A. Yes a collapsed lung can cause trouble for your heart. It would have most effect on the right ventricle which pumps blood to the lung. Although unusual, one can have a pneumothorax (collapsed lung) for some time before it is diagnosed. One is usually short of breath with this problem.

Q. From tests I know I have Pvc, Pac, and Cuplets (not sure of the spelling), my doctor tells me those are not harmful. I had a halter monitor a year ago, the doctor said I had 4,000 Arrhythmia in the 24 hour test. It took several days before I could use the monitor because it was already in use, I know I wasn’t experiencing as many by the time I had my test.

I’ve been on Inderal since 1981, I’ve been taking 40 mg 4x a day. The doctor has just increased my doseage to 160 mg a day, it hasn’t helped at all.

My heart does things I don’t understand and it can be worrisome like today. It was late in the afternoon, I was reading and was falling asleep when I felt my heart beating very fast but very lightly in my chest. I realized my whole body was shaking, just a few minutes later my heart suddenly changed again and started beating very slow and this time I could feel my heart beat in my neck and ears.
My doctor wants me to come back in three months to see how I’m doing on the increase in Inderal, that seems so far away. My heart will beat normal for several months without any problem then it will start all over again with what feels to me really severe Arrhythmia. Like when I start feeling dizzy and lighted headed as I do now. Those symptoms started I think about about a year ago.

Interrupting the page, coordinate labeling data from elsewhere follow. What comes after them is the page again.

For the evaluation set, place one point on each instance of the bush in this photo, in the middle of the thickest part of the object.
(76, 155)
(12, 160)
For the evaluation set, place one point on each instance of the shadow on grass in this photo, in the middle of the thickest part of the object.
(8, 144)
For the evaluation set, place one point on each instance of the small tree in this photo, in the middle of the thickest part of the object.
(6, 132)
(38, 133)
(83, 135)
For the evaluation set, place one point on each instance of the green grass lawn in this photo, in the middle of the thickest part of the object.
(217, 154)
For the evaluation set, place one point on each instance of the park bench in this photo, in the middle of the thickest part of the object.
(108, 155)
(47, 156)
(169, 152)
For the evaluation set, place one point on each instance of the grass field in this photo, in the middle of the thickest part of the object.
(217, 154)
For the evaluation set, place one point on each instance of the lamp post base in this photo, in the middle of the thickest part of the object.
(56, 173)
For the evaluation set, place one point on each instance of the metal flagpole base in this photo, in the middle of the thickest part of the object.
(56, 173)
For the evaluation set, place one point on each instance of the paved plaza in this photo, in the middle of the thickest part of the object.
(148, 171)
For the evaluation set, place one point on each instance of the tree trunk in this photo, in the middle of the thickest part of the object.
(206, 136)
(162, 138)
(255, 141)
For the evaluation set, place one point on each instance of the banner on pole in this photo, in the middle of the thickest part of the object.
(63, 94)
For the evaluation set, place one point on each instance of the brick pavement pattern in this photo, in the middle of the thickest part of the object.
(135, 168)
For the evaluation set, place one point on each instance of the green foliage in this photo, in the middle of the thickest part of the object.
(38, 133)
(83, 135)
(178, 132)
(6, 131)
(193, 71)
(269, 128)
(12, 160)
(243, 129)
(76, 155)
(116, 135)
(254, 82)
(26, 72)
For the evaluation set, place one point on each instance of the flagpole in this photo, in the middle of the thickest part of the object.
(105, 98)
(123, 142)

My question is what do you suggest I try regarding my situation, I’m really at a loss and could use any suggestions or opinion you might have.

A. There are some general things that a person with arrhythmia can do to improve how they feel. The first is to avoid any excess stimulants, such as caffeine, alcohol or tobacco. Chocolate may also be a stimulant for some. Regular and adequate sleep is also important. Perhaps the most important treatment is to exercise as much as possible within your doctors guidelines.

In general, in a person with a normal heart, the arrhythmias (irregular heart beats) you mention are not dangerous. I think you need to be sure your heart exam is normal and then ask for an exercise prescription.